In Cuba, CimaVax-EGF has completed a phase IV clinical trial for NSCLC in 2017. It is approved as a "maintenance treatment for patients with stage IIIB/IV NSCLC".

===International===
The United States embargo against Cuba forbids US citizens from seeking medical treatment in Cuba. However, some cancer patients from the US have defied the embargo and travelled to Cuba for treatment with CimaVax.

Trials are being organized in the United States, the European Union, Japan, and Serbia. In late October 2016, the United States Food and Drug Administration authorized Roswell Park Comprehensive Cancer Center to conduct a PhaseI/II clinical trial of CimaVAX in patients with non-small cell lung cancer. By the middle of the following month, nearly 200 people had volunteered to be subjects in the trial.
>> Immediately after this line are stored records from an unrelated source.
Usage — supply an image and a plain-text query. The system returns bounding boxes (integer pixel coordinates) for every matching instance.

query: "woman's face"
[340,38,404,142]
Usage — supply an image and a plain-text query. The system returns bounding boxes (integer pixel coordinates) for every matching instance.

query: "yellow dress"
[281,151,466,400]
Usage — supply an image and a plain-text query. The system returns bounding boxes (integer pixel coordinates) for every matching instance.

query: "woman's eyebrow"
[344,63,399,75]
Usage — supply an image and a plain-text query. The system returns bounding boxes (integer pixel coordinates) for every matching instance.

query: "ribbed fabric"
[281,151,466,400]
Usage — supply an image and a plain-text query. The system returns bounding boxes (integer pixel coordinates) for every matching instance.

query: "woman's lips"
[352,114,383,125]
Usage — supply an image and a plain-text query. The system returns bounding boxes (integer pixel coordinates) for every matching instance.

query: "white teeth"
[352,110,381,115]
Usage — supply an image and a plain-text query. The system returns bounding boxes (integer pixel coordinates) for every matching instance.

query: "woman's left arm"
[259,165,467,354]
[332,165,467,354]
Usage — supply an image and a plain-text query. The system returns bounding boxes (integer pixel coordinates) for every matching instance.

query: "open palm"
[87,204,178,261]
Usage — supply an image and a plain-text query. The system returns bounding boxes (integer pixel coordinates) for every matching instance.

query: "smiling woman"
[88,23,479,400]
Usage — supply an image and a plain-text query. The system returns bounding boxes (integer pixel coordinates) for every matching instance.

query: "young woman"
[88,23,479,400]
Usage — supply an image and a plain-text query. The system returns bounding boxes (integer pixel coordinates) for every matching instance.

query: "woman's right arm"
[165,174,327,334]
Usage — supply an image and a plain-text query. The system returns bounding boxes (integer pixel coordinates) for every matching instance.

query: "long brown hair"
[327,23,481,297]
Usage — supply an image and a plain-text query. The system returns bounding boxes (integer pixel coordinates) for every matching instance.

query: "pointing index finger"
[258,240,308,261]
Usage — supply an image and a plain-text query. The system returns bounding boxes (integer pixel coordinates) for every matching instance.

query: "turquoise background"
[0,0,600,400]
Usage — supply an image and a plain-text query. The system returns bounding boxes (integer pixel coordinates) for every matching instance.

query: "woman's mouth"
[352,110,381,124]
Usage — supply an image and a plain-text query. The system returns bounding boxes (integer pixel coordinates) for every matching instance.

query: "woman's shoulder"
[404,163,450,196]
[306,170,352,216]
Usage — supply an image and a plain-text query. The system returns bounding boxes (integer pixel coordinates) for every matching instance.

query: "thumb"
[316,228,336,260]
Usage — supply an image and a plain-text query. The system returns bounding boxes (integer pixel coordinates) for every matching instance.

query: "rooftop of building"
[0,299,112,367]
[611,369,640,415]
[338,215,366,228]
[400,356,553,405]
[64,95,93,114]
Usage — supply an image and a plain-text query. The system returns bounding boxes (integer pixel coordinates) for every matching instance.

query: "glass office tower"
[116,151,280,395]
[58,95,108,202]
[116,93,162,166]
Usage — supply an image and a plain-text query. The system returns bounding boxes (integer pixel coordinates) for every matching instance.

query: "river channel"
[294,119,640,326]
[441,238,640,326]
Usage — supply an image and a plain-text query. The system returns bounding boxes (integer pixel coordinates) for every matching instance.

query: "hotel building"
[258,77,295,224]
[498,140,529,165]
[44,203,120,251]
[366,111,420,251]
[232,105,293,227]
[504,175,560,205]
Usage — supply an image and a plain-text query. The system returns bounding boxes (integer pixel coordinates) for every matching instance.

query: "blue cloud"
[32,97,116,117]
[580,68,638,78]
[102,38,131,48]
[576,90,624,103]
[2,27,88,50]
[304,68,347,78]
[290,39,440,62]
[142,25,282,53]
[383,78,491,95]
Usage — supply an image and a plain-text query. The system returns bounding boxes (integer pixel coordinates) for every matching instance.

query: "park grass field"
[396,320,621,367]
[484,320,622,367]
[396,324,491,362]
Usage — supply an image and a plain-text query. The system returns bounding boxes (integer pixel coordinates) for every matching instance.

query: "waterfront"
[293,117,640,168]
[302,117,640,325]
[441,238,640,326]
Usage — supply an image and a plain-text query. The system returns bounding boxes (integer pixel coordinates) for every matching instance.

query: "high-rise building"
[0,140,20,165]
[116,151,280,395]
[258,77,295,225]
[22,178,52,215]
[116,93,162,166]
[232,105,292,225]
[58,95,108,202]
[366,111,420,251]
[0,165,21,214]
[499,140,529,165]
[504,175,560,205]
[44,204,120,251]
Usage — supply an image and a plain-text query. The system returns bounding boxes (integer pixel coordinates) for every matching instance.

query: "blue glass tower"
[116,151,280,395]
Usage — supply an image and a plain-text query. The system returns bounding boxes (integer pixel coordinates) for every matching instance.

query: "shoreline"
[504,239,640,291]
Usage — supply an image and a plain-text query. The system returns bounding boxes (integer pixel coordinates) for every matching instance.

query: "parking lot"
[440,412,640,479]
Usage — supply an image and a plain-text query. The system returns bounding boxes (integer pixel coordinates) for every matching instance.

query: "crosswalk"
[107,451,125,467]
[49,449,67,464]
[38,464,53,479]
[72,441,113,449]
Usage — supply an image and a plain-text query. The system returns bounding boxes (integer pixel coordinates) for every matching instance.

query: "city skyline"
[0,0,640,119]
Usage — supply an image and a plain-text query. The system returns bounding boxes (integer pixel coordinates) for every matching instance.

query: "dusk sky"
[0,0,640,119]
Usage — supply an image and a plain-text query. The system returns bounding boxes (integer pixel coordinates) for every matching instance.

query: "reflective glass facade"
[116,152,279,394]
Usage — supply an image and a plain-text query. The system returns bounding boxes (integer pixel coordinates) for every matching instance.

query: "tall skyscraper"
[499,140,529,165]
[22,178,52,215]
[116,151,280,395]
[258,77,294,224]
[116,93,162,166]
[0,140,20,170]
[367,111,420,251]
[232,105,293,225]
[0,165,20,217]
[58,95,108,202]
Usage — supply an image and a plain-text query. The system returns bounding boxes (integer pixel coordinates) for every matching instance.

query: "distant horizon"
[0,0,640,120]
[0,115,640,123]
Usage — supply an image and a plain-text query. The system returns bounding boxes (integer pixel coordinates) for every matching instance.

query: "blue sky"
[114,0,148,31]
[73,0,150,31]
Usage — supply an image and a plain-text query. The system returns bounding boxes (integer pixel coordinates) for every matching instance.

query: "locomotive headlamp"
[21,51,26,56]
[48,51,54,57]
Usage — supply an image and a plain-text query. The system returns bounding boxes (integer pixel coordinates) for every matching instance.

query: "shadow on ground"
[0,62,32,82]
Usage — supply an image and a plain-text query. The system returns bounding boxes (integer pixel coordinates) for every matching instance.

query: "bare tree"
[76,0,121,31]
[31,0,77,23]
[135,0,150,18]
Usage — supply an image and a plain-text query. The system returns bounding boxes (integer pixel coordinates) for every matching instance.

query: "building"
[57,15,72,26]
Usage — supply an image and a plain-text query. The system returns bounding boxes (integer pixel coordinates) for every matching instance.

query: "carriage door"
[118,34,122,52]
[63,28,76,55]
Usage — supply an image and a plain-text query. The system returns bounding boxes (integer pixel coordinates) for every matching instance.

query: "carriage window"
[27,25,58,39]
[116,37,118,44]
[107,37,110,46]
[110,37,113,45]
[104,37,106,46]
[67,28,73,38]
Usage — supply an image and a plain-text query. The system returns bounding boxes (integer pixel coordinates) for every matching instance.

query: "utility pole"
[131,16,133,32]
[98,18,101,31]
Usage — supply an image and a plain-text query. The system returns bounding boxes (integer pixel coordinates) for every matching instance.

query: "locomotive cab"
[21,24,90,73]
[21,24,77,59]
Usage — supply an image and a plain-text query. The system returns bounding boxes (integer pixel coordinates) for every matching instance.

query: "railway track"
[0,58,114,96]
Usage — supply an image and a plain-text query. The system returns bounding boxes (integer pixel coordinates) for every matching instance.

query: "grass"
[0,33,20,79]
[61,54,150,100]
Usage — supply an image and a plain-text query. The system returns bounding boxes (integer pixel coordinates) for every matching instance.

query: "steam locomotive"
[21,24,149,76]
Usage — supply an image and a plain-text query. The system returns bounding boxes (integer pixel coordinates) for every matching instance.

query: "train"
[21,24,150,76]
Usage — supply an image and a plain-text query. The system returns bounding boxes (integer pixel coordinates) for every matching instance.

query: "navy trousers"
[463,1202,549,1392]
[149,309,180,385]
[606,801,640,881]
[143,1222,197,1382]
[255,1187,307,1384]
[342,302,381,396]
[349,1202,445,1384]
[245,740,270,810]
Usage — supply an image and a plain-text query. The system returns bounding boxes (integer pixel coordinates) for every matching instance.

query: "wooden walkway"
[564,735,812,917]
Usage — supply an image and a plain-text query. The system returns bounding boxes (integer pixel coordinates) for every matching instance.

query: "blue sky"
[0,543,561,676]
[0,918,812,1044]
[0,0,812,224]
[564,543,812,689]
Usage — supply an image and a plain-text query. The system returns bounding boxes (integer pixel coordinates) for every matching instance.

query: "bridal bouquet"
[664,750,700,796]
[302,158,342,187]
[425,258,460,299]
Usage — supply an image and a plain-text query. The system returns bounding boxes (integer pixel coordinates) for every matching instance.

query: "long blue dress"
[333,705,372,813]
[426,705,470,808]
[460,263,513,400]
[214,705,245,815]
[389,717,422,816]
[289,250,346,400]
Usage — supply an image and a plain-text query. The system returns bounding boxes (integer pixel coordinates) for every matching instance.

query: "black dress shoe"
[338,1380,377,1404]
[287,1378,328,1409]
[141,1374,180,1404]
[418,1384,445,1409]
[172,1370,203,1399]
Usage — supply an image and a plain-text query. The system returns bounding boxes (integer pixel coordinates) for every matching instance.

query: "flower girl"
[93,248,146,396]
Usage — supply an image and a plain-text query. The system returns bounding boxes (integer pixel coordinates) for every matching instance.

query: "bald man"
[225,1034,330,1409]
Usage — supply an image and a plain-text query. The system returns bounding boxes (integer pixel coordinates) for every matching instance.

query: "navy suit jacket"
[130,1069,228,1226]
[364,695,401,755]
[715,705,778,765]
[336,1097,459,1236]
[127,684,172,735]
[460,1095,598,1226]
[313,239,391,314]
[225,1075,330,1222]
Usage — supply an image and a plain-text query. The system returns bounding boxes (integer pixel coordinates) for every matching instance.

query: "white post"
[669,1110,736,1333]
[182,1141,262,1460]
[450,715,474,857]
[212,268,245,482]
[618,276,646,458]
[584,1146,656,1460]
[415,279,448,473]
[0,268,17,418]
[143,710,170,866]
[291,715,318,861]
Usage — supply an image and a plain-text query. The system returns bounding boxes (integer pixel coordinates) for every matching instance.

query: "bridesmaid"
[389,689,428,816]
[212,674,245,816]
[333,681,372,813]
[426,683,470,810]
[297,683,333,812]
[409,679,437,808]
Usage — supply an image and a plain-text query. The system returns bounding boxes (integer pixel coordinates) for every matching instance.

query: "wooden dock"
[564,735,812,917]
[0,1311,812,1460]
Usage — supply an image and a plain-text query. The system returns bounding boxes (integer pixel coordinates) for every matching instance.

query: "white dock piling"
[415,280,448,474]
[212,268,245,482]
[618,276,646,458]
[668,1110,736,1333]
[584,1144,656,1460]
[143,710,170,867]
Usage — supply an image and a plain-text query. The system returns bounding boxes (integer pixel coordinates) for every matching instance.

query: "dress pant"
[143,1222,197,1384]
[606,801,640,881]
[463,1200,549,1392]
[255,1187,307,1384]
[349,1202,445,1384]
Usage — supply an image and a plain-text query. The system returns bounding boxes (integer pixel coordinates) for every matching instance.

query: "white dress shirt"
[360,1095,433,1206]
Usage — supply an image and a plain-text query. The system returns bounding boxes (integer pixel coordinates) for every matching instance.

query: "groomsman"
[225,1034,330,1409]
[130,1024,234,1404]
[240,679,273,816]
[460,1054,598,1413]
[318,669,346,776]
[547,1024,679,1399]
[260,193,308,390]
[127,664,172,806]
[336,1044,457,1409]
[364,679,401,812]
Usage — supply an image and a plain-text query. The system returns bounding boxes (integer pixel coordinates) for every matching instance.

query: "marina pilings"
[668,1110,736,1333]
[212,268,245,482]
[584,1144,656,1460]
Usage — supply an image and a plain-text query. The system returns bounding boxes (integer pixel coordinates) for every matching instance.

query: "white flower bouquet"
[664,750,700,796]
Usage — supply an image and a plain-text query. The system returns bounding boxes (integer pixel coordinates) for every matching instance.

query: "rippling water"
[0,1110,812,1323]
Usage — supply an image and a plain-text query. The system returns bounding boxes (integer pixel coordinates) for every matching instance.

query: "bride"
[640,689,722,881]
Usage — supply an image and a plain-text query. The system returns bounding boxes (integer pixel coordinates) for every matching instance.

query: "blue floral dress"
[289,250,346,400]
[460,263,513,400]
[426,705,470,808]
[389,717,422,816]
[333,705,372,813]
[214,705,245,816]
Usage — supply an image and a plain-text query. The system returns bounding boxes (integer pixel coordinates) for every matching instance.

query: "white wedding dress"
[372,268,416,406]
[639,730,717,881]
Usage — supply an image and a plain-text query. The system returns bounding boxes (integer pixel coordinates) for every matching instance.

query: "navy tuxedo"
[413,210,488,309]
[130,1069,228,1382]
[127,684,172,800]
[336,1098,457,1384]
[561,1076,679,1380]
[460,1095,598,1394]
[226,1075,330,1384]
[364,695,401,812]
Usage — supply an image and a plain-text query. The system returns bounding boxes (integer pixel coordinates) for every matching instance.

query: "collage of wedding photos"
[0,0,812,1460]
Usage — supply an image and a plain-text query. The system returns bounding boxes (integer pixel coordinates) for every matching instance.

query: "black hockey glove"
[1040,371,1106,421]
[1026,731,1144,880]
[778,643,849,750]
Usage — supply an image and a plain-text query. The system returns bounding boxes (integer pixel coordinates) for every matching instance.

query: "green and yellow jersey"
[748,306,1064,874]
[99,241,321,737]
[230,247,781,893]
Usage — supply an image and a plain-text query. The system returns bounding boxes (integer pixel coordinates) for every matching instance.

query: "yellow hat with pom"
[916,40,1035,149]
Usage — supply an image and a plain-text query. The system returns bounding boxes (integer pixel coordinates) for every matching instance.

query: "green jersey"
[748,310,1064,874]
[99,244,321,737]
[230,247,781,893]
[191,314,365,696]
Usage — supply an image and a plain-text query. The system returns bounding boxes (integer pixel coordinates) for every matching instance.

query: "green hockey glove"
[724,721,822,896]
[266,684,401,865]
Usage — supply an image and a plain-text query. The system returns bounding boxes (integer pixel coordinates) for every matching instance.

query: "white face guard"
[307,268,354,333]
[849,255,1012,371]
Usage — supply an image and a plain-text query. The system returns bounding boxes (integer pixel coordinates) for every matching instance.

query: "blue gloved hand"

In September 2018, Principal Investigator Grace Dy shared the initial results of the first Roswell Park trial. They found that the combination of CIMAvax with the PD-1 inhibitor checkpoint inhibitor nivolumab was safe and well tolerated in 13 people with advanced non-small cell lung cancer (NSCLC) when administered at the doses normally recommended for each agent individually. Notably, they observed durable responses to the combination treatment in patients who were unlikely to benefit from nivolumab alone due to low tumor levels of PD-L1, suggesting that the combination may work better than either agent individually.

The final results of this early trial were released in March 2019. The results were in line with the September 2018 report, with the additional finding that patients receiving combination therapy in this trial were more likely to develop robust early antibody responses to CIMAvax as compared with what had been observed in earlier studies with CIMAvax alone.

An ongoing Phase II clinical trial (clinicaltrials.gov identifier NCT02955290) has been expanded to include patients with advanced, recurrent head and neck squamous-cell carcinoma, as well as patients with advanced NSCLC but with high PD-L1 levels, who will be treated with pembrolizumab in combination with CIMAvax instead of nivolumab. As of 2023, accrual for this phase II trial is ongoing.